Sunday, October 24, 2021

The Supply Chain is Fine; the Law is Not

In shocking news, it turns out economics works fine but is illegal.

"He can’t take the containers off the chassis because he’s not allowed by the city of Long Beach zoning code to store empty containers more than 2 high in his truck yard. If he violates this code they’ll shut down his yard altogether."
https://nitter.42l.fr/typesfast/status/1451543789169004551


By the way the fact there's a single huge port is also down to legal buggery. The fewer ports there are, the more legible it is to the Regime. If there's a bunch of ports, some of them might not e.g. know who needs to be bribed. We can't have that, now can we? The trash takes itself out, though: the ports that fail to bribe properly will be found to be violation of some code or another, and be shut down altogether. 

By contrast, those know who to bribe can chuck a post-it note or whatever into the container, and then it won't be "empty" anymore.

It's rather likely that the reason there's so much friction is because the hint-hint nudge-nudge way you have to tell folk about bribes is a slow system. These yards don't know who they need to bribe, nor how much. They can't just throw money around, because a) they'll run out (Kelly criterion) and because b) their competitor might work out who to bribe more cheaply, and undercut them. 


The system of bribes that keeps the economy even vaguely functional in the face of overwhelming regulation is not flexible enough to withstand even minor hiccups. This will only get worse as the parasite class infights ever more viciously over the ever-shrinking pie. 


P.S. Have you met your [impressive naivete] quota for today?
"I'd be happy to lead this effort for the federal or state government if asked. Leadership is the missing ingredient at this point."
No Timmy those toys aren't yours. You can't play with them.

3 comments:

Dave said...

A more prosaic reason why there are so few container ports today is that container ships have become absolutely gargantuan. Building a modern container port and keeping it dredged to the required depth is a massive undertaking, and most of the west coast has no coastal plain between mountains and ocean where new ports could be built.

BSRK Aditya said...

@Dave: "A more prosaic reason why there are so few container ports today is that container ships have become absolutely gargantuan. Building a modern container port and keeping it dredged to the required depth is a massive undertaking, and most of the west coast has no coastal plain between mountains and ocean where new ports could be built."

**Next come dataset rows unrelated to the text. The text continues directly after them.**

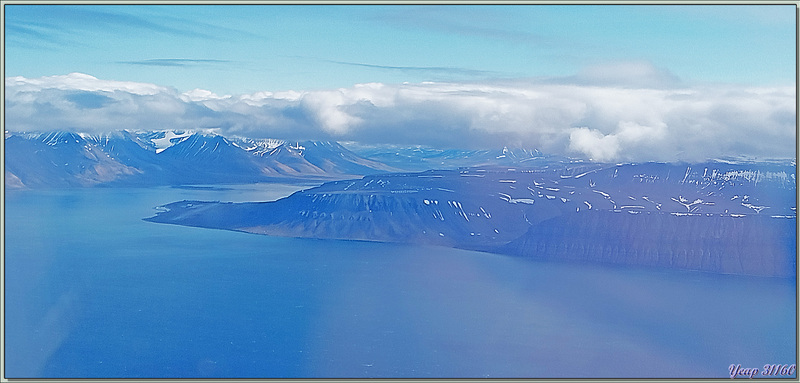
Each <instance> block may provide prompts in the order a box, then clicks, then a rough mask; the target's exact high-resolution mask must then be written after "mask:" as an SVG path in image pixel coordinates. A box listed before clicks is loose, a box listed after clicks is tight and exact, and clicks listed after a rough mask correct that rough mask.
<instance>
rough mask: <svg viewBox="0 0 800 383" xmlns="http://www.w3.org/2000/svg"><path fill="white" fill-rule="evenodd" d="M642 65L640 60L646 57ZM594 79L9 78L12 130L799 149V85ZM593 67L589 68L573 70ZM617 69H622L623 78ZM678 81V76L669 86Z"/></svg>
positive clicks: (575, 147) (603, 145) (646, 158)
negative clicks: (374, 79) (231, 79)
mask: <svg viewBox="0 0 800 383" xmlns="http://www.w3.org/2000/svg"><path fill="white" fill-rule="evenodd" d="M637 68H638V67H637ZM639 69H640V71H639V72H640V73H634V74H636V75H638V76H649V75H651V74H652V76H651V77H652V78H653V79H654V82H652V83H647V82H644V83H643V84H644V86H640V87H636V86H632V84H630V83H625V82H624V81H623V80H624V78H617V77H615V76H613V75H608V76H605V77H604V78H603V81H602V82H601V83H597V82H594V83H593V82H591V81H574V80H575V79H572V81H567V79H565V81H562V82H559V81H520V82H515V83H511V82H508V81H505V82H503V83H419V84H398V85H389V84H380V83H370V84H357V85H354V86H353V87H350V88H342V89H332V90H319V91H288V92H276V93H273V92H266V91H265V92H258V93H253V94H244V95H236V96H229V95H217V94H214V93H212V92H210V91H207V90H202V89H195V90H192V91H188V92H183V93H181V92H179V91H177V90H175V89H173V88H168V87H162V86H158V85H154V84H145V83H134V82H124V81H108V80H101V79H97V78H94V77H92V76H89V75H85V74H78V73H72V74H69V75H63V76H51V77H41V78H34V79H29V78H23V77H9V78H6V80H5V85H6V99H5V107H6V109H5V113H6V130H9V131H45V130H55V129H61V130H75V131H81V132H98V133H99V132H104V131H111V130H118V129H216V131H218V132H219V133H221V134H226V135H241V136H250V137H270V138H282V139H326V140H342V141H360V142H364V143H393V144H413V145H432V146H438V147H451V148H497V147H502V146H514V147H525V148H537V149H540V150H542V151H544V152H549V153H554V154H563V155H568V156H573V157H582V158H589V159H593V160H597V161H618V160H629V161H649V160H655V161H676V160H687V161H693V160H703V159H707V158H716V157H724V156H739V155H745V156H754V157H760V158H775V157H784V158H785V157H794V156H795V147H796V146H795V141H796V128H795V115H796V99H795V87H794V86H787V87H770V88H759V87H745V86H735V85H716V86H694V87H687V86H675V81H671V79H670V77H669V75H668V74H665V73H662V72H658V71H652V73H648V72H647V71H648V70H649V69H648V68H639ZM589 77H595V78H596V77H598V75H597V74H596V73H592V72H591V71H587V72H584V73H582V74H580V75H579V76H578V77H576V78H580V79H586V78H589ZM617 80H619V81H617ZM666 81H669V82H670V84H672V86H662V85H663V84H664V82H666ZM678 84H679V83H678Z"/></svg>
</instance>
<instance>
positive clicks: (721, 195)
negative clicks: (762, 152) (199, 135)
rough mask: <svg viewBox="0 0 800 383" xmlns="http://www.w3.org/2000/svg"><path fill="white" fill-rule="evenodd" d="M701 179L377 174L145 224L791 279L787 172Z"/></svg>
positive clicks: (621, 174)
mask: <svg viewBox="0 0 800 383" xmlns="http://www.w3.org/2000/svg"><path fill="white" fill-rule="evenodd" d="M709 168H710V169H709ZM702 169H703V170H702V173H698V172H693V171H692V170H691V168H690V167H687V166H678V165H666V164H656V165H651V164H645V165H634V164H627V165H626V164H621V165H611V166H607V167H602V166H599V165H593V166H591V167H586V166H584V165H581V168H579V169H574V168H562V169H544V170H542V169H529V170H519V169H505V168H504V169H496V168H495V169H462V170H460V171H430V172H424V173H411V174H383V175H379V176H367V177H364V178H362V179H359V180H346V181H336V182H330V183H326V184H323V185H321V186H319V187H316V188H312V189H309V190H304V191H300V192H297V193H295V194H293V195H292V196H289V197H287V198H284V199H282V200H278V201H274V202H266V203H245V204H232V203H210V202H198V201H183V202H177V203H173V204H169V205H166V206H165V207H164V211H163V212H162V213H160V214H158V215H157V216H155V217H153V218H150V219H148V220H151V221H154V222H162V223H173V224H181V225H189V226H202V227H211V228H219V229H230V230H238V231H245V232H250V233H258V234H266V235H276V236H291V237H309V238H330V239H353V240H369V241H384V242H402V243H415V244H431V245H441V246H448V247H456V248H462V249H469V250H480V251H488V252H494V253H501V254H510V255H517V256H526V257H534V258H538V259H551V260H566V261H578V262H599V263H613V264H626V265H636V266H646V267H665V268H676V269H687V270H699V271H706V272H715V273H733V274H746V275H759V276H776V277H789V276H794V275H795V269H796V268H795V264H796V255H795V254H796V238H797V237H796V215H795V211H796V207H795V206H794V196H795V190H796V187H795V186H794V185H795V183H794V174H793V173H788V172H787V170H788V171H791V168H789V167H787V168H786V169H780V168H776V167H775V166H772V168H770V169H769V170H764V169H755V170H753V171H751V170H749V169H742V168H741V166H740V167H739V168H734V169H730V168H728V169H726V168H725V167H724V166H722V167H718V168H712V167H711V166H703V168H702ZM675 174H677V176H675ZM700 174H703V175H702V176H700ZM760 174H761V175H760ZM765 174H766V175H767V176H764V175H765Z"/></svg>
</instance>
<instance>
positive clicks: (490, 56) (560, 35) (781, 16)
mask: <svg viewBox="0 0 800 383" xmlns="http://www.w3.org/2000/svg"><path fill="white" fill-rule="evenodd" d="M3 10H4V31H5V46H4V49H5V51H4V53H5V73H4V75H5V83H4V86H5V96H6V102H5V112H6V121H5V122H6V124H5V129H6V130H9V131H42V130H53V129H64V130H79V131H86V132H102V131H109V130H116V129H211V130H213V131H216V132H219V133H221V134H226V135H244V136H250V137H270V138H284V139H331V140H339V141H360V142H364V143H392V144H404V145H431V146H439V147H458V148H478V147H502V146H521V147H526V148H537V149H540V150H543V151H548V152H553V153H554V154H565V155H569V156H574V157H585V158H589V159H593V160H598V161H614V160H621V159H629V160H658V161H673V160H694V159H705V158H710V157H719V156H736V155H745V156H755V157H794V156H795V154H794V153H795V148H796V144H795V142H796V127H795V119H796V118H795V116H796V104H797V102H796V45H797V44H796V18H795V12H796V6H795V5H793V4H787V5H763V6H762V5H660V6H657V5H624V6H623V5H560V6H555V5H536V4H528V5H470V6H467V5H389V4H384V5H271V4H262V5H21V4H19V5H18V4H13V3H10V4H9V3H7V4H5V5H4V8H3Z"/></svg>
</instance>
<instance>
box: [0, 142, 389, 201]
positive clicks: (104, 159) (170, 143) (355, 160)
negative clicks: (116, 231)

If there were many middle-range container ports, rather than few high-end container ports - container ships would have been mid sized rather than gargantuan. I.e, we are looking at concurrent evolution.

Option 1: Many mid range ships & ports.
Option 2: Few high end ships & ports.

@Alrenous: "If there's a bunch of ports, some of them might not e.g. know who needs to be bribed." - More ports will strengthen state governments, and if it goes far enough, local governments. Governments involvement probably will not go away.

Alrenous said...

Never said it would. Rather, to get smaller ports in the first place, the government must have already been cleared away by some independent force.